Widiawati berpendapat, agar tidak timbul saling curiga lebih baik dibuat sebuah komitmen di mana pasangan saling menghargai untuk tidak membuka ranah pribadi.

“Ranah pribadi ini misalnya tidak membuka HP, laptop, dompet, tas, hingga buku harian. Namun komitmen tersebut juga harus dapat dipertanggungjawabkan dan tidak disalahgunakan. Justru kalau salah satu merasa sudah terganggu dan tidak nyaman bila HP dan lain-lain bisa dibuka, hal ini malah menimbulkan pertanyaan. Jadi yang perlu dipegang adalah kejujuran,” papar psikolog lulusan Universitas Katholik Atma Jaya ini.

Menghadapi si Negative Thinking

Nah, bagaimana cara bijak memberi pengertian pada pasangan agar dapat saling menghargai privasi masing-masing?

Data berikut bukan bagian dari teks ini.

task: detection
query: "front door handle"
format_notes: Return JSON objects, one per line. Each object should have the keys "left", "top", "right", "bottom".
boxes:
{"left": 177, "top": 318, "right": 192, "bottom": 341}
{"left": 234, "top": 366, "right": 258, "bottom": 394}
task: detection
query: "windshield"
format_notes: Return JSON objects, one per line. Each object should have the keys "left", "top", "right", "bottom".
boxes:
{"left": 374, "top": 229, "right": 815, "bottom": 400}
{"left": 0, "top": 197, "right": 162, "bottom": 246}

“Memberitahukan dan memberi pengertian pada pasangan memang bukan perkara mudah. Alih-alih menyulut pertengkaran karena bisa mengundang salah paham dan kecurigaan. Apalagi bila salah satu adalah tipe pecemburu dan kerap negative thinking Tipe seperti ini justru semakin diberi pengertian akan semakin penasaran, mau tahu ada apa ya di dalam HP, di emailnya, di diary-nya. Untuk menghindari hal yang tidak diinginkan, kita harus menjaga kalimat, cara berkomunikasi dengan teman, utamanya lawan jenis, jangan sampai komunikasi tersebut malah mengundang interpretasi berbeda,” sarannya.